What unsettles me, however, is that most of the bodies in this film, primarily women, are subjected to the directorial male gaze. The film also doesn’t confirm whether Benedetta’s spiritual visions are real or imaginary, making it a looming gap in the narrative. While Virginie Efira (as Benedetta) shines in this film as the scope of her character transforms in the narrative, Charlotte Rampling, as Sister Felicita, the ex-abbot of the monastery, was my personal favorite character. It is a film that can grab your attention by the horn if you are in the mood for an erotic exploration of religious sentiments.
Benedetta successfully raises important questions about the politics of power, sexuality, corruption, and love at the backdrop of the slowly burning ambers of the Great Plague of Milan. Don’t worry; we are here to explain it all to you. Before you delve into the summary and explanation of the film below, consider yourself warned of spoilers. If you haven’t watched Benedetta yet, you can stream it online and on MUBI.

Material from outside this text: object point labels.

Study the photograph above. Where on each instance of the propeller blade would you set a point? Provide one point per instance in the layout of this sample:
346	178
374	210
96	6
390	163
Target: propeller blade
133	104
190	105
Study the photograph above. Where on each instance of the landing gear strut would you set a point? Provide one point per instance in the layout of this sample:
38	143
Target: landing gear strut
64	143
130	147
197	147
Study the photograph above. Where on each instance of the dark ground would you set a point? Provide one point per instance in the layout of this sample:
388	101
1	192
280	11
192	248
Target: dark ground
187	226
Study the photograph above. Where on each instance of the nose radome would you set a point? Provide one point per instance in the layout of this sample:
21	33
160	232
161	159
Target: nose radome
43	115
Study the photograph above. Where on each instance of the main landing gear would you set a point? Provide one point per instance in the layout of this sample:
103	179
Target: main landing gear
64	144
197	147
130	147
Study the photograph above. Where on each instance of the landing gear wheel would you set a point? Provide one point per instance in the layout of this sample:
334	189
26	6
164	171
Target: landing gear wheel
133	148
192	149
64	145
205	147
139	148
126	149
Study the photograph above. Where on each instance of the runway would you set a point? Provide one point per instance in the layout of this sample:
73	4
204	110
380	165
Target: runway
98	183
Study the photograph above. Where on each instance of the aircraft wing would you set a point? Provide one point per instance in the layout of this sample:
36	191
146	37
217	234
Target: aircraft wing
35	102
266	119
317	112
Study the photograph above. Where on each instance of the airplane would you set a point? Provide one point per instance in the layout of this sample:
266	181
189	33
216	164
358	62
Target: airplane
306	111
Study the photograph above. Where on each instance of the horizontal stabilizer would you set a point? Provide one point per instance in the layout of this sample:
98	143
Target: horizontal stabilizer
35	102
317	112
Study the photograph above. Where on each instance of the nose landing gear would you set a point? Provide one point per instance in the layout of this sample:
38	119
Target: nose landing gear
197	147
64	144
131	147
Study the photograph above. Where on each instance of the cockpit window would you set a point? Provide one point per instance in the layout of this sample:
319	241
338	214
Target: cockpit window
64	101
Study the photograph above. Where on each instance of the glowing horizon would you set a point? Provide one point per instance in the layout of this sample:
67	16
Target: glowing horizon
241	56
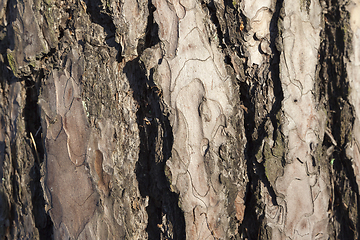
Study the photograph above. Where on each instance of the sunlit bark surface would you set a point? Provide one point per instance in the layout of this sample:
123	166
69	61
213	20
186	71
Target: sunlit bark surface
179	119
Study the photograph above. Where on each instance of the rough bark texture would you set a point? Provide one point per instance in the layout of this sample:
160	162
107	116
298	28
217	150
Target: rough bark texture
179	119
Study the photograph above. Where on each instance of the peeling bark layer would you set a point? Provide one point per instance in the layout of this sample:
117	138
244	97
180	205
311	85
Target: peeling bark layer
179	119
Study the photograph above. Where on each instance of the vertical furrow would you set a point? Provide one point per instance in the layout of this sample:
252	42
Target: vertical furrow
199	93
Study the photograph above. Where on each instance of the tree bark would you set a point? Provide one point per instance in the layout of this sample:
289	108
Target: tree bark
179	119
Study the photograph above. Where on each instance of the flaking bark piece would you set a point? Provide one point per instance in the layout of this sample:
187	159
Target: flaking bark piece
75	126
72	197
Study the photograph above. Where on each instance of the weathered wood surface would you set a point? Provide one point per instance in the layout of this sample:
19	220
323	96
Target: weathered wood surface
179	119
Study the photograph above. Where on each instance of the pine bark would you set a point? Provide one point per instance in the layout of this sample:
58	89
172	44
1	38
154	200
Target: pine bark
179	119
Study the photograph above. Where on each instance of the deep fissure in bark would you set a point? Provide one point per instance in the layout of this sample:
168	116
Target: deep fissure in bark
333	75
33	125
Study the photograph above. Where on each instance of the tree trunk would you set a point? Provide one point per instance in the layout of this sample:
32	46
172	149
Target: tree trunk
179	119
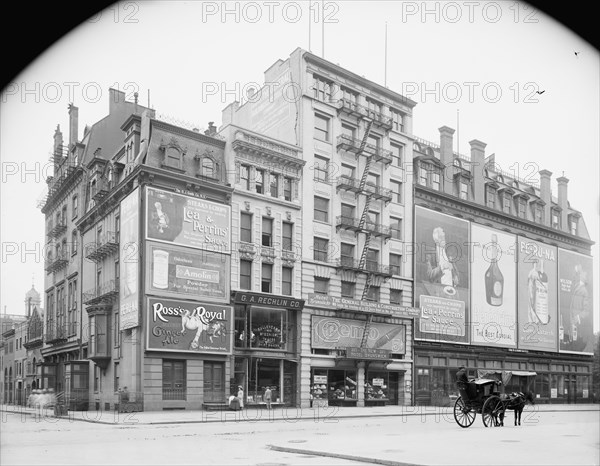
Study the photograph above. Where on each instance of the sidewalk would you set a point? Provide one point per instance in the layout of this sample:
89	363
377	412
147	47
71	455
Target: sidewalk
289	414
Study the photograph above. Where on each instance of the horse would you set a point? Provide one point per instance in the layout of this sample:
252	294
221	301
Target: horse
515	401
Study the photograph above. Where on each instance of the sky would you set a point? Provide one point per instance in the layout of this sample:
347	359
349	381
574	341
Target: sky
500	72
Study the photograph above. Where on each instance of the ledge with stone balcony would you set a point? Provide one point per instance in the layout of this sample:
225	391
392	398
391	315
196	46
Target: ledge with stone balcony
57	229
105	293
353	224
57	263
360	111
351	144
107	244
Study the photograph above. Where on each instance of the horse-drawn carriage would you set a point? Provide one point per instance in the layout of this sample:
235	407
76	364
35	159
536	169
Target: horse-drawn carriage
484	396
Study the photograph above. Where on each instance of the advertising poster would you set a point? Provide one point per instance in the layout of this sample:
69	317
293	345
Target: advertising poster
129	313
336	333
441	276
187	221
189	327
183	272
575	325
537	295
493	288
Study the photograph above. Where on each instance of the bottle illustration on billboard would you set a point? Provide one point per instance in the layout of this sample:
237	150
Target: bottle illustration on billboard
160	269
494	280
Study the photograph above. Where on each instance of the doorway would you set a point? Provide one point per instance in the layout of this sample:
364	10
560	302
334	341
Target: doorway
214	382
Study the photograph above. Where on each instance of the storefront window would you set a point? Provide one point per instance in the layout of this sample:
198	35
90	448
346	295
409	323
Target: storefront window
377	386
266	328
342	386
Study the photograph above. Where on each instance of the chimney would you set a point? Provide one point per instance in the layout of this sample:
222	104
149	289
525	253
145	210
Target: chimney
478	165
563	202
546	194
73	124
447	158
58	148
116	98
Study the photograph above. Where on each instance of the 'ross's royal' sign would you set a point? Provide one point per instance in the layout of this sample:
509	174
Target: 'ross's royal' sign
182	326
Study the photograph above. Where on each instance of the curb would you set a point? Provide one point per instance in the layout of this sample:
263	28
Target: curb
363	459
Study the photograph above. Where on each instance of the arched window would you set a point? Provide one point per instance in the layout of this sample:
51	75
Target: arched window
208	167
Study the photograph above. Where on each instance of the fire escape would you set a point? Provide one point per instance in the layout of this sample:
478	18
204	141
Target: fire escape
370	192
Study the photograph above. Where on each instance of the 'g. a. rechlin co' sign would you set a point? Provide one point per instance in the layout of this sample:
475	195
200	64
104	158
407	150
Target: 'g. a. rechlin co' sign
188	221
189	327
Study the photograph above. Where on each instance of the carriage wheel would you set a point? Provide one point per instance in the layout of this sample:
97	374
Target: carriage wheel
492	411
463	415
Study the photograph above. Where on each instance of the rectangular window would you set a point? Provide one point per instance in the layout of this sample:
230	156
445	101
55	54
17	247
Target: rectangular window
259	181
174	380
321	285
555	219
246	227
116	377
286	236
395	296
397	120
321	209
267	232
347	254
245	176
321	169
522	207
490	197
463	191
266	280
396	187
506	203
435	180
320	249
286	281
395	264
373	294
372	263
287	188
396	227
274	185
321	127
245	275
348	289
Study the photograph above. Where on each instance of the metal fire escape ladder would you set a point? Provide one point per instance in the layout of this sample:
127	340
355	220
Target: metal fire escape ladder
367	330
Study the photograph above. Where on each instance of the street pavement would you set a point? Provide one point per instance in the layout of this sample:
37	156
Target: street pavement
549	434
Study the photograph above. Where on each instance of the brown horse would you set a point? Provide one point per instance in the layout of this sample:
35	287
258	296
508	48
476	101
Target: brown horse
515	401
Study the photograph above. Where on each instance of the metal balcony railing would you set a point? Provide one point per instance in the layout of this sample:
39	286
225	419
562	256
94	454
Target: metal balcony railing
107	244
104	293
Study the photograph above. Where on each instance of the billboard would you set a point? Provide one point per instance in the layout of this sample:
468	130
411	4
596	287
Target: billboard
129	239
338	333
188	327
187	221
441	276
575	320
183	272
493	288
537	295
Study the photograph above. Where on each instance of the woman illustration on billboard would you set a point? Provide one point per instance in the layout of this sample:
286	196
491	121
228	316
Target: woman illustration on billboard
441	269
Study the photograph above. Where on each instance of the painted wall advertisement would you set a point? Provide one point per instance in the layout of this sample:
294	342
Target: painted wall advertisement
337	333
129	313
191	327
441	276
537	295
187	221
575	325
180	272
493	287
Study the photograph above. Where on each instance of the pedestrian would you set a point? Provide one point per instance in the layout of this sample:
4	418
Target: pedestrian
240	396
267	396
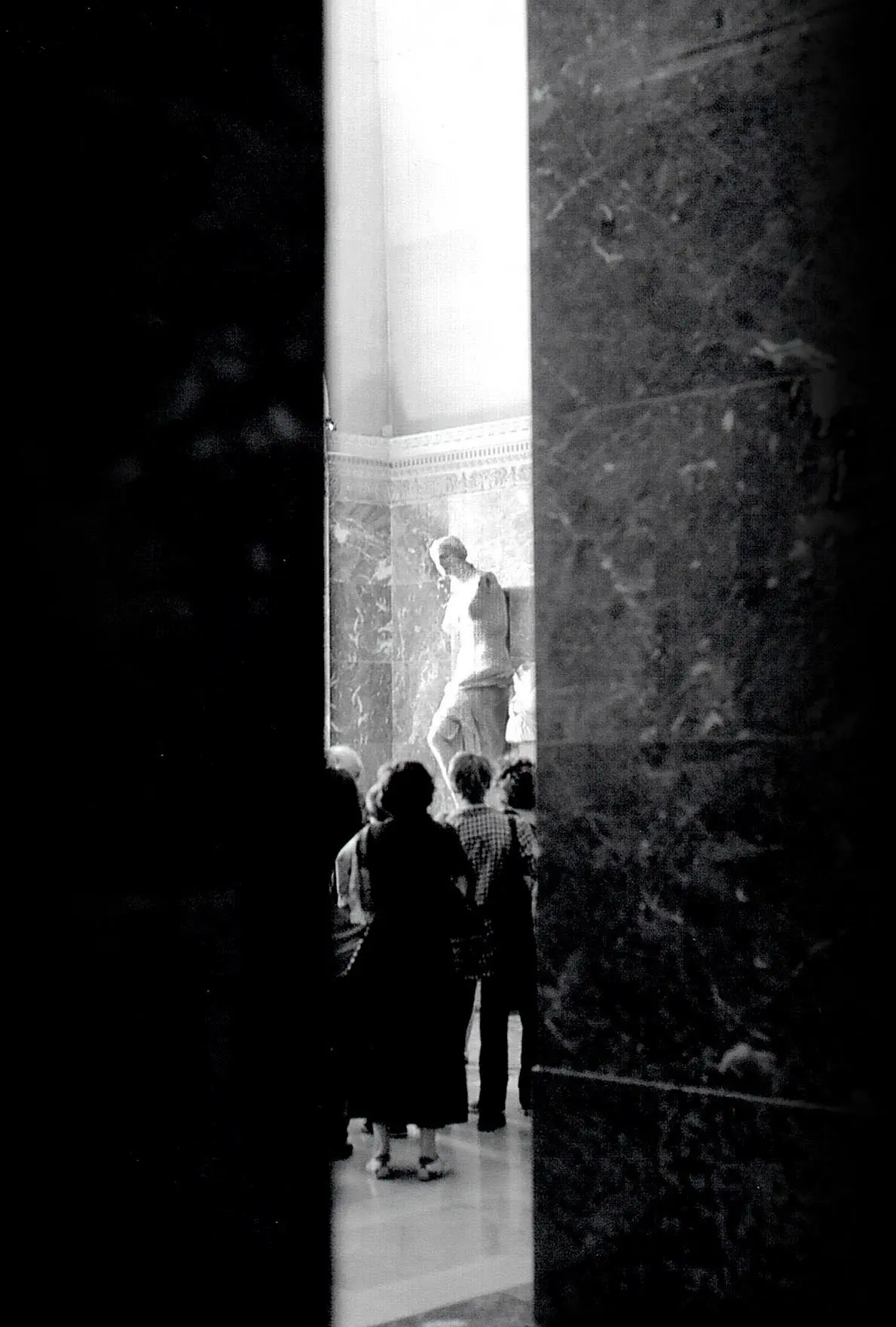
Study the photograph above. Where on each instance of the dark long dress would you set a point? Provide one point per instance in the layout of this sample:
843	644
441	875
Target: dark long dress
405	1041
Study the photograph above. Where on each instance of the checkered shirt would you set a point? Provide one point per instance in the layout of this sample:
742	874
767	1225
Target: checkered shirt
486	838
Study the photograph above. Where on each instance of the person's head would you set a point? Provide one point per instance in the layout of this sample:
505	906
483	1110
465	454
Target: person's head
345	758
517	784
406	790
449	555
470	777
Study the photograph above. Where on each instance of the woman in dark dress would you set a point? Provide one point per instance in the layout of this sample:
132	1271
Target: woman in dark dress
405	1044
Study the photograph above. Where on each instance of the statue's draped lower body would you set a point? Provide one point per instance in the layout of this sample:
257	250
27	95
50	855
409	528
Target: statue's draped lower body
470	718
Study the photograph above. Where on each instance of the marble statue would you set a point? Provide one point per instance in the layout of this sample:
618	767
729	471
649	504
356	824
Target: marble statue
472	711
521	721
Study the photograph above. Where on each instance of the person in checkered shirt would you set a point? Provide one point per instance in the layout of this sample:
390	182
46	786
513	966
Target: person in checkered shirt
500	849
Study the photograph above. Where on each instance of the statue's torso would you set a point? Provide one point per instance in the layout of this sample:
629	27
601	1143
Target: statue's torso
477	622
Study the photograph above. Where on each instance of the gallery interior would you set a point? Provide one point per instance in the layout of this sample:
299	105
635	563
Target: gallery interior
668	521
592	289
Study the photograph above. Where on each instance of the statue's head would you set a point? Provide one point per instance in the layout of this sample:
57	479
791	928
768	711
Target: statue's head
449	555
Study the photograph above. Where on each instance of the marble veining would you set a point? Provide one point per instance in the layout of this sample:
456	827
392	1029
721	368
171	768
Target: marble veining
695	556
645	1197
693	899
681	221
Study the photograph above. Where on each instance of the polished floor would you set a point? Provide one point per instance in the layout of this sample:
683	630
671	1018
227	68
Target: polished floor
404	1249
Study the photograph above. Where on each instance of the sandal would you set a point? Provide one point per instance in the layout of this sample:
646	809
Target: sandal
430	1168
380	1166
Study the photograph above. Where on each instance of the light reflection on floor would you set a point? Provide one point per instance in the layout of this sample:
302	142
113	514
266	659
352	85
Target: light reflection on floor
404	1248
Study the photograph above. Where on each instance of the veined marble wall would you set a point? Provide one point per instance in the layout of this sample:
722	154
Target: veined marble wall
389	500
360	600
700	488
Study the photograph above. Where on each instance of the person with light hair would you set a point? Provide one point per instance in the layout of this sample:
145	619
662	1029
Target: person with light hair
502	852
347	758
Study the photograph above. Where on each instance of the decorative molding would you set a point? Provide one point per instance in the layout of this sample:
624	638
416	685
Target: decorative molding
444	460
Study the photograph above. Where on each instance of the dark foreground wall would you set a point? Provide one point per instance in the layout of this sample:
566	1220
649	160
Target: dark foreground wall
167	685
709	604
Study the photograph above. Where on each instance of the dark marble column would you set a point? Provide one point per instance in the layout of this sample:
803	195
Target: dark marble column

Benedetta Movie Synopsis and Plot Summary:
The film begins with young Benedetta’s journey to the town of Pescia. During this journey, Benedetta stops at an altar on the roadside to offer her prayers to the Virgin Mary. A group of bandits arrives there and attempts to steal from the party. However, young Benedetta’s warning about punishment miraculously turns to reality when a bird defecates upon the bandit who had snatched her mother’s necklace. The bandits let them pass peacefully and return the necklace too.
In Pescia, Benedetta’s father enrolls his daughter in the convent as a new bride for Jesus, run by Abbess Felicita, in exchange for 100 gold coins and a lifetime supply of wine and fresh oranges. That night before going to bed, as Benedetta kneels to pray for protection in front of the statue of the Virgin Mother, the statue tumbles down upon her. She suckles on the exposed breast of the statue – an act of accepting the Virgin Mary as a spiritual mother and hinting at the scandal that her sexuality would land her up as a grown woman.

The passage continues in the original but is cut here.